Mayor Garcetti, Delhi Is Waiting to Transform You—And the Future of L.A.

If You Become Ambassador to India, Here’s What You Need to Know About My Hometown

Mayor Garcetti, Delhi Is Waiting to Transform You—And the Future of L.A. | Zocalo Public Square • Arizona State University • Smithsonian

A roadside Dhaba making tea in Delhi, India. Photo by Moira Shourie.

Namaste Garcetti-ji,

The rumor that you, the mayor of my adopted hometown, Los Angeles, will be President Biden’s next ambassador to my native country, India, is picking up steam. And so I wanted to be the first person to give you the lay of the land in Delhi, where I grew up and have close family members and childhood friends. I last visited Delhi in fall 2019, and my mother is currently in Dehradun (a bit less than 250 kilometers or 150 miles northeast) while the horrors of the COVID-19 pandemic unfold around her. Los Angeles has been among the cities hardest hit by the pandemic, not just with the high death toll among lower income communities but also vaccine inequities. A similar scene is playing out in Delhi right now.

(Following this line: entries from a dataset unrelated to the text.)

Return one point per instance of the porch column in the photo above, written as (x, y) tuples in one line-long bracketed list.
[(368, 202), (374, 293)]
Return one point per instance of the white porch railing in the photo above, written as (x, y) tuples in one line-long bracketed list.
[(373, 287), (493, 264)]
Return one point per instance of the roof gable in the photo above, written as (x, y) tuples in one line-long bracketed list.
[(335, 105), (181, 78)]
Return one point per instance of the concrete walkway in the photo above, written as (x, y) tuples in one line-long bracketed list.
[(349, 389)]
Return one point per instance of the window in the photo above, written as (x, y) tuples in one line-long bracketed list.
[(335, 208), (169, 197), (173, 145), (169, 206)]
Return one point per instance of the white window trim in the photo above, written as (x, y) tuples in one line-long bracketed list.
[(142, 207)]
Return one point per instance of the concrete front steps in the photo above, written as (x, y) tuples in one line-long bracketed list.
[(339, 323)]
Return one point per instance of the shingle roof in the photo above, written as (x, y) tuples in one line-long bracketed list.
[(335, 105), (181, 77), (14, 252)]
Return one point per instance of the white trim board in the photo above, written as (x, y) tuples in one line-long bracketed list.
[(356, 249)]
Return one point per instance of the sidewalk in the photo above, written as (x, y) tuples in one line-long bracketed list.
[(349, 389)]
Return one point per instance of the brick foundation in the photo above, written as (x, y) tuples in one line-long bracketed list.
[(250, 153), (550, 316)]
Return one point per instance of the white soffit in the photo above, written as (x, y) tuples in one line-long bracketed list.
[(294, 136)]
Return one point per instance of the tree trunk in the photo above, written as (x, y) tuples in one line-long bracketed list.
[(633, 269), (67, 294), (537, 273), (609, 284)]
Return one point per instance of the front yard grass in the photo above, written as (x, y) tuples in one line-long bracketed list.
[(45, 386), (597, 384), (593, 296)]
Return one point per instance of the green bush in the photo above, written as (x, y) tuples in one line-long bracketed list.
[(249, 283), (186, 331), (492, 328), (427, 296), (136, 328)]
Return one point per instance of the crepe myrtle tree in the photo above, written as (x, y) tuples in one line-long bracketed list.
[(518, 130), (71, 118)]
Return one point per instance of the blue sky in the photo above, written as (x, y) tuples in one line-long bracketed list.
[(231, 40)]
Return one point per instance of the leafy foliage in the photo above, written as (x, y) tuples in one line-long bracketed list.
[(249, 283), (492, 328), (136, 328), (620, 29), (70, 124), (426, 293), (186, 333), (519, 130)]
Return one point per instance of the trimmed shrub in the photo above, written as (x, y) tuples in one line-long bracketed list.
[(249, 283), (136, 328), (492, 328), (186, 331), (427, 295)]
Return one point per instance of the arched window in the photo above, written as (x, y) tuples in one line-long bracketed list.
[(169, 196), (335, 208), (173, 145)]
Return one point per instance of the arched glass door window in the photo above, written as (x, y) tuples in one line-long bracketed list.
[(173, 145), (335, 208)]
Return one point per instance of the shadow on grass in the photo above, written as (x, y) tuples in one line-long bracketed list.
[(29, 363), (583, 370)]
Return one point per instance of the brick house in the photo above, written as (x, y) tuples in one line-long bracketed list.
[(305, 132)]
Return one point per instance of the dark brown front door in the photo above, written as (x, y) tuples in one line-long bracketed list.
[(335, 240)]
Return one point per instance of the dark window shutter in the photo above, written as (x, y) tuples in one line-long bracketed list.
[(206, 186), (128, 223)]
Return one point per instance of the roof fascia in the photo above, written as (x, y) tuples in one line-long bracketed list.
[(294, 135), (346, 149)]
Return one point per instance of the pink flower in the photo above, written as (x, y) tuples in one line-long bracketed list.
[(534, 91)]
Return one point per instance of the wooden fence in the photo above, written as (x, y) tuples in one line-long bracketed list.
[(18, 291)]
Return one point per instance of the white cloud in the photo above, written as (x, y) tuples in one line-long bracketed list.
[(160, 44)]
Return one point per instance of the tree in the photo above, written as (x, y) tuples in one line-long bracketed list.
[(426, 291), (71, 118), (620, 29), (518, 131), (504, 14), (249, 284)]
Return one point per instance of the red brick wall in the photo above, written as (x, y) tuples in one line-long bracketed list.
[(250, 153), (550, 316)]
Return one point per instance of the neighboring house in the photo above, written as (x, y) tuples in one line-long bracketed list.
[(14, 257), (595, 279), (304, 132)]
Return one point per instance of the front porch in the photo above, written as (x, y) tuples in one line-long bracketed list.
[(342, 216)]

But the Delhi I want to transport you to is the city you would encounter if you were to rewind to a time before this reality-altering pandemic. Just like Los Angeles, Delhi is a vast, vibrant, cosmopolitan place groaning under the weight of aging infrastructure and jolted by frequent tremors. Picture this: a city roughly similar in geographic size to Los Angeles, but with almost five times the number of people. If you include the neighboring regions that make up Delhi state, the population is larger than the entire state of California.

You and I, Mr. Mayor, are roughly the same age—I’m 15 months your junior—though you probably had a more promising beginning to your life. I was birthed unresponsive by nurses who didn’t want to revive me, my parents’ third daughter. My feisty mother snatched me from the jaws of death and raised me to be a bit of a daredevil. It’s those youthful adventures that I want to share as you consider the possibility of taking your own daughter to Delhi.

I envy you and your family moving there, though 21st-century Delhi can confound Americans, even as it offers compelling lessons for American cities.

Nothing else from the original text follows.